Моя кожа отказывается согреваться. Я плотнее закутываюсь в одеяло, но все равно продолжаю дрожать. Не могу перестать вспоминать то, как его тело опускалось вниз в околоплодные объятия смерти, каким грациозным он выглядел, когда падал. Слушаю, как Питер наливает воду в электрический чайник, как со звоном выдвигает ящик со столовыми приборами. Представляю каждое его движение: вот он выбирает кружку, которая, как он знает, мне понравится, кладет два пакетика вместо одного, держит их в горячей воде на сорок секунд дольше, чем это сделала бы я, наливает точное количество молока, чтобы чай стал правильного розовато-бежевого оттенка, не слишком светлый, и кладет ложку сахара с горкой.
– Налить виски прямо в чай или отдельно? – спрашивает он, когда приносит мне кружку.
– Мне нужно вернуться домой, – бормочу я. – Меня уже тошнит от этого дождя.
– Какого дождя? – удивляется он.
24
Кошка растянулась на залитом солнцем подоконнике, рядом с горшком красной герани. Ее длинный хвост метет туда-сюда, как ползучая лиана, смахивая опавшие лепестки на деревянный пол. Один лепесток упал ей на спину и мягко опустился на ее черепаховый мех мазком яркой краски. Звонит телефон, но я делаю вид, что не слышу. Я не в настроении ни с кем разговаривать. Сегодня я всех ненавижу.
Питер пьет кофе, читая газету на кухне нашей квартиры в Ист-Виллидж.
– Не возьмешь трубку? – окликает он. – Вдруг это с работы.
Питера я ненавижу больше всех. Квартира провоняла сигаретами, повсюду отпечатки пальцев, измазанных типографской краской: на стенах, выключателях, спинках стульев. На этих выходных мы хотели поехать за город, чтобы отпраздновать мой день рождения, но из-за Питера пришлось все отменить. Слишком много работы. Однако он каким-то образом находит время для воскресного кофе с газетой. Его грязные трусы валяются рядом с кроватью, дожидаясь, когда я подберу их и брошу в корзину для грязного белья. Он покупает обезжиренное молоко. Я терпеть не могу обезжиренное молоко – его жидкую консистенцию, синюшный цвет.

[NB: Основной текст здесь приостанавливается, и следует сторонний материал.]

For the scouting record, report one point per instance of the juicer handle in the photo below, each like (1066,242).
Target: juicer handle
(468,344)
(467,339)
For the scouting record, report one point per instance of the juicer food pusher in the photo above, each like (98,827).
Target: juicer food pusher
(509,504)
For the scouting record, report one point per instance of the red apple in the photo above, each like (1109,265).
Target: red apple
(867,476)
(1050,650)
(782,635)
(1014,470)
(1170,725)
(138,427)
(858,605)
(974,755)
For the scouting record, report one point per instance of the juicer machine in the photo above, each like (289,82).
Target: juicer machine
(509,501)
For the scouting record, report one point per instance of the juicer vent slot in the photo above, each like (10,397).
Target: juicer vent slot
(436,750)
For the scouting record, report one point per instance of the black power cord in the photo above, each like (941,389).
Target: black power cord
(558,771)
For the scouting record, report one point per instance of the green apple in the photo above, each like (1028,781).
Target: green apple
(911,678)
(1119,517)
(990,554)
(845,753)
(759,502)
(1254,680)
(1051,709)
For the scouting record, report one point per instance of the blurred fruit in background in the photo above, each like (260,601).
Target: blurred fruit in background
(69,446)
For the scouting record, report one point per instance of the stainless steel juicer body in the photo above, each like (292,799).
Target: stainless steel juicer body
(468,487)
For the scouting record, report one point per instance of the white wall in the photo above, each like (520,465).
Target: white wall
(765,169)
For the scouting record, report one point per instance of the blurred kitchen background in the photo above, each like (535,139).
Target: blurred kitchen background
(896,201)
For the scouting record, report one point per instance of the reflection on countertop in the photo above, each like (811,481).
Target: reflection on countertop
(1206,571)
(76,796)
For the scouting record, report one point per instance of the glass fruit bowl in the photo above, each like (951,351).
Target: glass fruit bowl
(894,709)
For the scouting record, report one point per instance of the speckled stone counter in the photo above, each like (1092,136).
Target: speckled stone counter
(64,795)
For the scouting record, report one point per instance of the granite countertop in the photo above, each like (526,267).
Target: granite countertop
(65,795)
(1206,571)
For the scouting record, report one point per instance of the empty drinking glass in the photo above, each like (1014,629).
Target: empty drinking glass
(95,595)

Я жду, когда телефон звякнет еще дважды, просто чтобы позлить Питера, а потом тяну руку снять трубку, но уже включается автоответчик.
– Элинор? – зовет слабый растерянный голос. – Элинор? Это ты?
Я хватаю телефон.
– Ба, я здесь! – кричу я, испугавшись, что она уже повесила трубку, как будто мой голос может остановить ее руку в воздухе.
Теперь, когда дедушка умер, папа и его сука решили забрать бабушку Миртл с ее фермы в Коннектикуте и отдать в дом престарелых. Причем не в хороший, где есть большой круговой въезд, кусты душистой бирючины по обочинам дороги и добрые медсестры, которые укутывают тебя одеялом, приносят горячий суп и читают тебе вслух. А в какую-то дыру в Данбери, где пахнет мочой и за стариками за мизерную плату ухаживают санитарки, – унылое здание из шлакоблока, с грязными полами и коричневыми коридорами без окон.
Я дала ей слово, что не допущу этого. Она останется в собственном доме. Она уже сказала папе с Мэри, что им не нужно будет платить за круглосуточную сиделку, если до этого дойдет. Она еще как огурчик. Сама в состоянии о себе позаботиться. По соседству есть девочка, которая может ходить за продуктами, делать легкую уборку и приносить почту из ящика у подножия холма. Бабушка справится. Потому что именно это больше всего тревожит папину суку: как бы потенциальное наследство не ушло на сиделок. Папа обещал, что не будет трогать бабушку, если я найду решение, которое всех устроит. Они беспокоятся, что она упадет, говорит он, и не готова ли я проводить с ней каждые выходные, чтобы подменять девочку? «Я сделаю все, что потребуется», – отвечаю я.
– Элинор, – говорит бабушка дрожащим голосом. – Это ты?
– Да, это я, ба.
– Мне страшно. – Она плачет. Я никогда раньше не слышала, чтобы она плакала.